The results of the homology comparison are shown in Table 2. The recent isolate has a similarity of 95.84% with A/Layer/Indonesia/WestJava-04/2017 (H9N2), which was isolated from the same farm but in a different year. When analyzed against several representatives of the H9N2 subtype clades, the recent isolate has a similarity of approximately 72.24% with clade h9.1, 72.56% with clade h9.2, 74.72% with clade h9.3, and 81.80% with h9.4.1. These results are lower compared to the similarity of the recent isolate with viruses classified under clade h9.4.2. Based on homology comparison, a recent isolate, A/chicken/Indonesia/MSL0123/2023 (H9N2), belonged to subclade h9.4.2.5.

Phylogenetic tree

The phylogenetic tree showed that the samples were together with other isolates from Indonesia such as A/Layer/Indonesia/WestJava-04/2017 (H9N2), A/chicken/East_Java/M92_10/2017 (H9N2), A/chicken/East_Java/M92_24/2017 (H9N2), Vietnam A/muscovy_duck/Vietnam/LBM719/2014 (H9N2) and China such as A/chicken/Zhejiang/HE6/2009 (H9N2), A/chicken/Henan/LY-36/2013 (H9N2), A/chicken/Guangdong/LGQ02/2014 (H9N2) so that these were included in China, Vietnam, and Indonesia (CVI) clades ( Figure 1). Recent viruses belonged to subclade h9.4.2.5, according to a phylogenetic study.

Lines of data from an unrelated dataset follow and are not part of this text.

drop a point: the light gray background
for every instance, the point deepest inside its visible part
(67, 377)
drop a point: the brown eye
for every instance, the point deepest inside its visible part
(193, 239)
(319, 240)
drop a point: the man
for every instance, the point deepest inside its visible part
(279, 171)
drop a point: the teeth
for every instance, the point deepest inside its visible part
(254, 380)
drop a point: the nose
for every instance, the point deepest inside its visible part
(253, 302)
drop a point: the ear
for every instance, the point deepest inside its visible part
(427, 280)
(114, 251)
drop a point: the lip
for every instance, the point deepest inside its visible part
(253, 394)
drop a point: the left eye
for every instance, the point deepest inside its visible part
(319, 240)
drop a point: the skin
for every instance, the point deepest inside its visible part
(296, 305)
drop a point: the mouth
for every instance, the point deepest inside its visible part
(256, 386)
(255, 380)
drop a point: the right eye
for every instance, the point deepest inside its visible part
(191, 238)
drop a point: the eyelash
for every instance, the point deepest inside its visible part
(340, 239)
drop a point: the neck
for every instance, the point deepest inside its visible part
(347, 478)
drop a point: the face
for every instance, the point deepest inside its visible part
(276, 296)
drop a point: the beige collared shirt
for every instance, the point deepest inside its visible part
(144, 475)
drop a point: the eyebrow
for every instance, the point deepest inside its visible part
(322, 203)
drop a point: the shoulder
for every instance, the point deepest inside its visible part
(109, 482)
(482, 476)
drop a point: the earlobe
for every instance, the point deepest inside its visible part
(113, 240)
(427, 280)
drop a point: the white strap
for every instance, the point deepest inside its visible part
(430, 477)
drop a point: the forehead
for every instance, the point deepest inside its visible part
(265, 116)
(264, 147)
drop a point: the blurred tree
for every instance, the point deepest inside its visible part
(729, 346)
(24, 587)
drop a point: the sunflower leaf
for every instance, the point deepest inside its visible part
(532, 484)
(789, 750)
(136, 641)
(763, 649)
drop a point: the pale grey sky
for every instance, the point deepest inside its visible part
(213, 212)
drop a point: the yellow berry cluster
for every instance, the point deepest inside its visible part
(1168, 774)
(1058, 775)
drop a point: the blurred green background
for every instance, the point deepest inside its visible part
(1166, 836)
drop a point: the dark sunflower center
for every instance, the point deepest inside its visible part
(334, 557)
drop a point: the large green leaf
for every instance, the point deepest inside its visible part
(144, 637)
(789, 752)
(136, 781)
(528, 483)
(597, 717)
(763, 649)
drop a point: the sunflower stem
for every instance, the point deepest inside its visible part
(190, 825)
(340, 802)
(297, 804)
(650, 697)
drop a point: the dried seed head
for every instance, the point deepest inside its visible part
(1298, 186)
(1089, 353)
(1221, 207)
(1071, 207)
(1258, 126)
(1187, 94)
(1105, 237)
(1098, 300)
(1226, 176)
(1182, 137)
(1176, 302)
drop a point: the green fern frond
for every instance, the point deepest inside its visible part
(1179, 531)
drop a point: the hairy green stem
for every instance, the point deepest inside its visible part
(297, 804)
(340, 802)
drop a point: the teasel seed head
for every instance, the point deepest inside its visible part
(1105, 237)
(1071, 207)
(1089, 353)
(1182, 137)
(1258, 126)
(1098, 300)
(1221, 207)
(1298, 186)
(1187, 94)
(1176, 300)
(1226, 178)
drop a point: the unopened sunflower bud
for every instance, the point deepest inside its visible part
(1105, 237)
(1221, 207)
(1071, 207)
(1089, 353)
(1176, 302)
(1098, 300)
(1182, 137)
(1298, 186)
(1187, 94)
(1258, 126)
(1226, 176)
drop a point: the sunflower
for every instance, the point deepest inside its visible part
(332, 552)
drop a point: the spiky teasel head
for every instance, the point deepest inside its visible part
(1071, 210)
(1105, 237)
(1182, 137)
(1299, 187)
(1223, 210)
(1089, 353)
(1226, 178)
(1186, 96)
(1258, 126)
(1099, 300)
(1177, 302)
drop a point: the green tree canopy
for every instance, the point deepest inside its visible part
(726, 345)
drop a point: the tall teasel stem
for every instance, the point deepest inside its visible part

Figure 1. Phylogenetic tree of the hemagglutinin (HA) gene of the AIV H9N2 virus was constructed.

Docking analysis

The target HA1 proteins of AIV subtype H9N2 isolated in 2017 (HA12017) and 2023 (HA12023) were chosen for the study because of their importance in viral attachment for the docking analysis, as there were no 3D structures of the protein, and its modeling was carried out. After submission of their amino acid sequences on Phyre2, the modeled proteins obtained were downloaded and visualized in Discovery Studio Visualizer. The Neu5Ac2-3Gal (Sia3) and Neu5Ac2-6Gal (Sia6) ligands used in this study are shown in Figure 2.

Figure 2. Modeled protein HA1 of H9N2 predicted by the Robetta server, visualized in Discovery Studio Visualizer.

Based on the docking results, the data obtained are presented in Table 3. The obtained results represent the best model with the most negative ∆G and the ligand positioned and bound near the Leu216 residue. The interactions between each protein and ligand are shown in Figure 3, with hydrogen bonding data and residues involved in hydrogen bonding interactions presented in Table 4. The interactions that occur can be either hydrogen bonding or nonbonding interactions that strengthen the ligand’s affinity with the protein.

Figure 3. Interactions occurring in HA12017 and HA12023 with ligand Sia3 and Sia6.

Ethical statement

The present research adheres to the guidelines outlined in the Indonesian Law on Animal Health Research (UU/18/2009, article 80). Due to the absence of live animals in this study, ethical approval was not necessary.